Verwachten de renners dat u hen zachter behandelt dan Mart Smeets? Zien ze u nog steeds als een collega of eerder als een lastige reporter?

Breukink: De afstand wordt elk jaar een beetje groter. Zeker nu ze me vaker in de buurt van zo’n camera zien. Nee, de renners kennen me wel nog, maar de band is veel minder hecht geworden. Je praat op een andere manier met elkaar. Vriendschap tussen renners is trouwens relatief. Ook als renner heb je weinig contact met je collega’s. Eenmaal thuis gaat al je tijd op aan je gezin en je familie. Er is gewoon geen tijd voor hechte vriendschappen. Ik heb dat ook gemerkt toen ik zelf nog koerste. Met de jongens die stopten, verloor je binnen de kortste keren elk contact.

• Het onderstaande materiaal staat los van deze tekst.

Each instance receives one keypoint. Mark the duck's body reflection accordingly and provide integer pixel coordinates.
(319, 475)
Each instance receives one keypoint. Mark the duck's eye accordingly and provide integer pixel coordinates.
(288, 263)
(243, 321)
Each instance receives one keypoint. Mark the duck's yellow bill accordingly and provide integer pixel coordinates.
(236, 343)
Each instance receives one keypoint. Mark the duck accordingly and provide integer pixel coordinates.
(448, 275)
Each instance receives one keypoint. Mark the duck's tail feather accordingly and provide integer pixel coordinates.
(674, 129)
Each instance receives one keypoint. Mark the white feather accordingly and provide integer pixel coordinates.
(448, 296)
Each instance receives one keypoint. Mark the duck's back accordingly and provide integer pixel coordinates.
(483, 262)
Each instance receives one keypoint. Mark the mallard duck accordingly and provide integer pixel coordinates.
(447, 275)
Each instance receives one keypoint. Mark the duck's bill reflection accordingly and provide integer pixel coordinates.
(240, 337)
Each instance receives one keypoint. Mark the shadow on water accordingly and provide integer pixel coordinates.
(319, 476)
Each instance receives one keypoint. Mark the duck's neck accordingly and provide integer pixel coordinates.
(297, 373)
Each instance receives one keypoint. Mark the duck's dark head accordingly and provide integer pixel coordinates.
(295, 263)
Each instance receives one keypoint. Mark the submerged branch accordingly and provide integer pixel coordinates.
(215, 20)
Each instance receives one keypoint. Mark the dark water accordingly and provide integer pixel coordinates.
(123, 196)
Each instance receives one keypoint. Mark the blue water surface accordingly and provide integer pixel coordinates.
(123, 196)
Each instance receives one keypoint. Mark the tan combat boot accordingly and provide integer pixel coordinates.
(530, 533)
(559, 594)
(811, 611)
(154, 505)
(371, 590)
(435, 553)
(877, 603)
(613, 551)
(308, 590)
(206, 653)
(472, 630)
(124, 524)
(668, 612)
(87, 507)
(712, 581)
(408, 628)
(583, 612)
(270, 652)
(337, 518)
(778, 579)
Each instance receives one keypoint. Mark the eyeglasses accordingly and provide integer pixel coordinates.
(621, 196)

Hebt u de overgang van het peloton naar het leven na de sport goed verteerd? Veel van uw collega’s klaagden over het zwarte gat na de sportcarrière.

Breukink: Ik ben bewust heel bruusk gestopt. Ik had geen zin om nog een paar jaar uit te bollen in kleinere wedstrijden. Dat zou ook niet mogelijk geweest in een grote ploeg. Je kunt ook niet een beetje koersen. Wie topwielrenner wil worden, moet zich volledig concentreren op het koersen. Je bent zo met die fiets bezig, dat je nauwelijks tijd hebt om over dingen na te denken. Oogkleppen zijn een noodzakelijk kwaad om het te maken als wielrenner. Dat is nét zo in andere sporten. Wie het wil maken in zijn beroep, moet zich er totaal aan overgeven.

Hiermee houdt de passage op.